Sir Cedric dan yang lainnya setuju dengan penuh semangat. “Kami bersumpah setia kepada Anda, Pangeran. Kami akan membantu Anda dalam setiap langkah,” kata Sir Cedric dengan suara mantap.

Endalast merasakan sedikit harapan tumbuh di dalam hatinya. Dia menyadari bahwa meskipun dia telah kehilangan banyak, masih ada orang-orang yang setia dan siap berjuang bersamanya.

Malam itu, di tengah hutan gelap, mereka mulai merencanakan cara untuk bertahan hidup dan melawan musuh.

“Kita harus menemukan tempat yang lebih aman dan memulai pelatihan,” kata Sir Alven. “Kita akan mengajarkan semua orang cara bertarung dan bertahan. Kita juga perlu mengumpulkan informasi tentang musuh.”

Endalast menyetujui rencana itu. “Kita akan bergerak dalam bayangan, menyerang mereka di tempat yang tidak mereka duga. Kita akan mengambil kembali apa yang menjadi milik kita.”

Hari-hari berikutnya dihabiskan dengan pelatihan dan persiapan. Endalast, yang dulunya seorang pangeran yang lembut dan penuh kasih sayang, mulai berubah menjadi pemimpin yang tangguh.

Setiap hari dia berlatih dengan keras, belajar menggunakan pedang dan strategi perang dari Sir Alven dan Sir Cedric.

“Pangeran, Anda sangat berbakat,” kata Sir Cedric suatu hari saat mereka berlatih pedang. “Kecepatan dan kekuatan Anda mengingatkan saya pada Raja Thalion.”

Endalast mengangguk, tetapi dalam hatinya, dia tahu bahwa itu bukan hanya tentang bakat. Itu adalah dendam dan tekad yang membakar di dalam dirinya.

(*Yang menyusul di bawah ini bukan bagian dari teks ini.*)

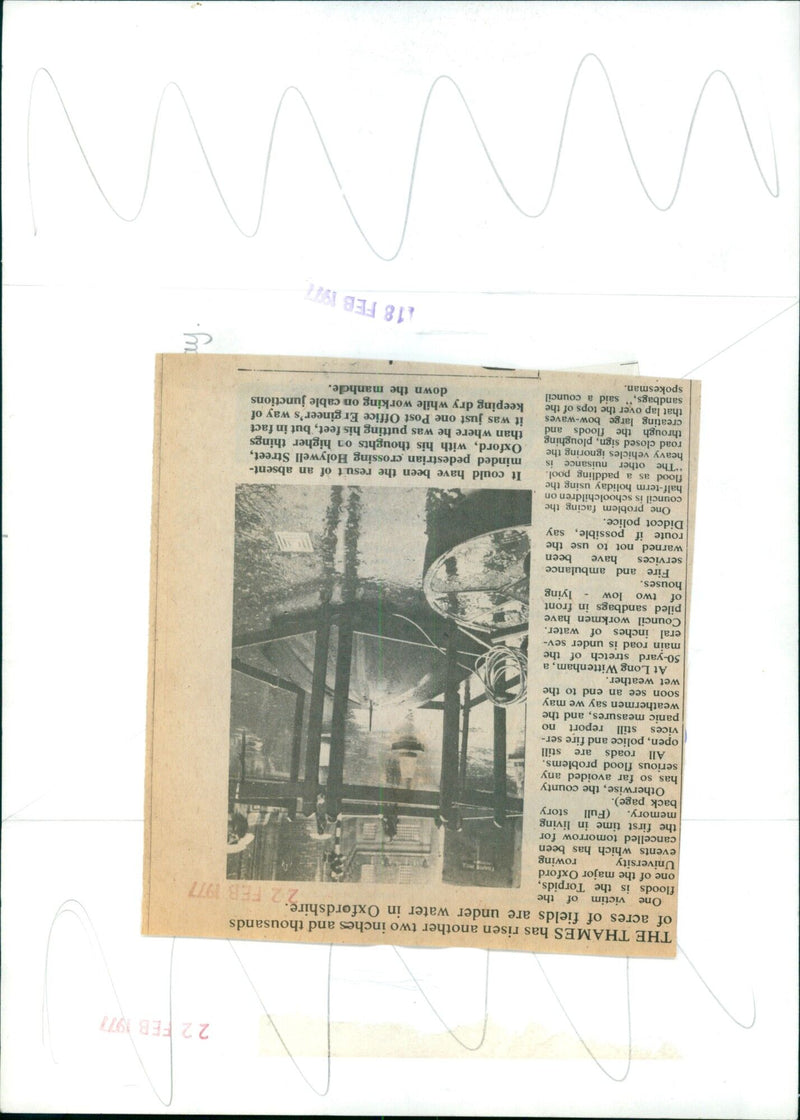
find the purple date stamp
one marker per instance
(357, 305)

Setiap kali dia mengayunkan pedangnya, dia membayangkan wajah Lurian dan Raja Norval, membayangkan membalas dendam atas kematian orang tuanya.

“Mereka akan membayar, Sir Cedric. Setiap dari mereka akan merasakan penderitaan yang mereka sebabkan,” gumam Endalast dengan suara rendah namun penuh tekad.

Malam-malam di hutan gelap dipenuhi dengan rencana dan diskusi. Endalast dan kelompoknya memetakan wilayah sekitar, mencari tempat yang bisa dijadikan basis operasi. Mereka juga mulai mengirim pengintai untuk mengumpulkan informasi tentang pergerakan musuh.

“Kita perlu tahu di mana mereka berkumpul, bagaimana mereka berkomunikasi, dan apa kelemahan mereka,” kata Sir Alven saat mereka berdiskusi di sekitar api unggun. “Dengan informasi yang tepat, kita bisa menyusun strategi yang efektif.”

Endalast menyetujui semua rencana dengan serius. Dia tidak ingin ada kesalahan. Setiap langkah harus dipikirkan dengan hati-hati. “Kita juga harus mencari sekutu. Kerajaan lain yang mungkin ingin membantu kita melawan Nereval.”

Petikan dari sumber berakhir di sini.